If you are offering both diagnostic testing and equipment solutions based on those tests, clients will expect a “before and after” test to validate the performance of your solution. This can be problematic in that there are so many possible daily variations and site conditions that will affect results. Be careful to set proper expectations. For example, a particle counter can be very effective in showing the percentage reduction in particles across the new filter you installed.

However, you may not be able to effectively demonstrate a reduction in particle counts in their office or bedroom since ambient levels of particles are highly dependent on occupant activities and outdoor air concentrations that can change by an order of magnitude in a matter of hours. Therefore, tell your clients how you will be demonstrating success before you install the equipment.

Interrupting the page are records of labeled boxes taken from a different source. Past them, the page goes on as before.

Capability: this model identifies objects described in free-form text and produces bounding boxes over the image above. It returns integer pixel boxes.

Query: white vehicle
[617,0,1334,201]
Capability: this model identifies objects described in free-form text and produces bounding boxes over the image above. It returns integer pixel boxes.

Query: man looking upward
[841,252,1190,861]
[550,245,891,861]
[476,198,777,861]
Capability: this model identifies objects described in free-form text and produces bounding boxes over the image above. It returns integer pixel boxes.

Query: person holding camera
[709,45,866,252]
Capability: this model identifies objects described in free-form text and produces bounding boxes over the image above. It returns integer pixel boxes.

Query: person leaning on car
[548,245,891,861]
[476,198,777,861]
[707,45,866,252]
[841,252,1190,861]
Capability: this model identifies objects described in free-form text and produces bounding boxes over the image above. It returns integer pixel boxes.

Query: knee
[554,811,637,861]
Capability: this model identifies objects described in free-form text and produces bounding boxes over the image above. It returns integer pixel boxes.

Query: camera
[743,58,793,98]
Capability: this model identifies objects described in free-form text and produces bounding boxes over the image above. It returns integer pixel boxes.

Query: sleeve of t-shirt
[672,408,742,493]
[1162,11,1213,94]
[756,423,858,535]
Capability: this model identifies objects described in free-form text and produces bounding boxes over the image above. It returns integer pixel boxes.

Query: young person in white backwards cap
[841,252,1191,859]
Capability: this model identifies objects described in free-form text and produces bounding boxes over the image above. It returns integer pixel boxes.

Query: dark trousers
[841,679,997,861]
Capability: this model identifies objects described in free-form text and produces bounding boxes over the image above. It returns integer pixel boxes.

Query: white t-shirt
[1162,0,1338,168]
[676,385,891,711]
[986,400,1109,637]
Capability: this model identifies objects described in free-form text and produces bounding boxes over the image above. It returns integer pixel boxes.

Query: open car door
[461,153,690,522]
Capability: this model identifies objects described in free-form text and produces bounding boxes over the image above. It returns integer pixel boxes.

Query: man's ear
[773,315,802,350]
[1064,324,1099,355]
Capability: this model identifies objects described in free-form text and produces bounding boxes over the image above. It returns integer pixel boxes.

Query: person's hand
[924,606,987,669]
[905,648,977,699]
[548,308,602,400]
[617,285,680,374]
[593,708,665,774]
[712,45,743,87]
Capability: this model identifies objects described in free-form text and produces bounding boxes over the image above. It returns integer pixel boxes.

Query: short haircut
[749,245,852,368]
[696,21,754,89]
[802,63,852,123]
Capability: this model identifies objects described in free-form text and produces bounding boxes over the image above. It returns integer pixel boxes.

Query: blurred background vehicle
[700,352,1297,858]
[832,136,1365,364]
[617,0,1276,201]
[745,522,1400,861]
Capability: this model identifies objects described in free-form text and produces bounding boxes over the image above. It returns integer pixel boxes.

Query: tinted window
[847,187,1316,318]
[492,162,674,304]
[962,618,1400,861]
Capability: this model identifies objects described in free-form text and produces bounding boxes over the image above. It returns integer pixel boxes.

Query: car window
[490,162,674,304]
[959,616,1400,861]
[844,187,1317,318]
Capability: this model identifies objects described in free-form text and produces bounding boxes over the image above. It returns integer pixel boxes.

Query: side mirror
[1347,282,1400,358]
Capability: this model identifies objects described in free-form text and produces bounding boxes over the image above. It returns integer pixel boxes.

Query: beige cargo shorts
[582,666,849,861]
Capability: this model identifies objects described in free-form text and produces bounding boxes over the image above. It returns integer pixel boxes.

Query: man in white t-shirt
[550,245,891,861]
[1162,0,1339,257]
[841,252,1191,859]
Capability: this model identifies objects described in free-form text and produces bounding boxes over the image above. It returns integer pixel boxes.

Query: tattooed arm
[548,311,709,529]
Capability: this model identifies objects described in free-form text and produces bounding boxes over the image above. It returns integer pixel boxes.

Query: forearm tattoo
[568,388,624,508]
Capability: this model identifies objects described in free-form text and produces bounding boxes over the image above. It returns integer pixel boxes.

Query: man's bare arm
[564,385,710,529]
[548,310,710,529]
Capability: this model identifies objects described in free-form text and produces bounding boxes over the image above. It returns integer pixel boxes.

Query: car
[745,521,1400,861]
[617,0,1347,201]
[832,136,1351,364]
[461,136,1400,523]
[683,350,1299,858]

Indoor environmental quality will be top of mind for at least the next three to four years as both homeowners and business owners re-evaluate the best opportunity for safe spaces for work, schooling, relaxation and rest. All professional HVAC contractors should enhance their level of knowledge and the services and products they offer. It provides great opportunities, but more importantly, provides clients with effective and efficient solutions.

 

Equipment and service offering checklist

  • Air handlers with ECM fan motors
  • Bathroom fans, range hoods
  • ERVs – ECM motors
  • Humidity control – humidifiers, dehumidifiers
  • Make-up air
  • Filtration – MERV 8 to 13, HEPA
  • Sealed duct work
  • IAQ monitors and controls
  • Commissioning
  • Planned maintenance to include coil and drain pan inspection, pressure control
  • Radon testing and control

 

Tools you will need

From my experience, if you are offering diagnostic services, your client’s expectations will lead you to needing at least the following testing equipment or capabilities:

  • Thermometer (both a probe type for inserting into ducts and a surface sensor)
  • Hygrometer for humidity measurement and material moisture meter
  • Gas leak detection
  • Carbon monoxide measurement
  • Carbon dioxide (ideally a device you could leave for logging over time)
  • Volatile Organic Compound (VOC) meter/logger
  • Particle counter/logger to measure particulate down to at least 2.5 Microns
  • Manometer to measure pressures in cavities and spaces
  • Air velocity and volume measurement devices to confirm ventilation rates
  • Radon monitors (or access to a facility that tests for radon)
  • Access to a material testing laboratory to send samples of dust, mould, etc. for analysis

Be sure you have appropriate calibration certificates for each piece of equipment. An investment of approximately $7,000 to $8,000 can be expected, with the particle counter being the single largest investment. These industry tools are a great complement to the primary value your eyes and nose, and your experience bring to clients. Use the industry tools to confirm and demonstrate your diagnosis to your client.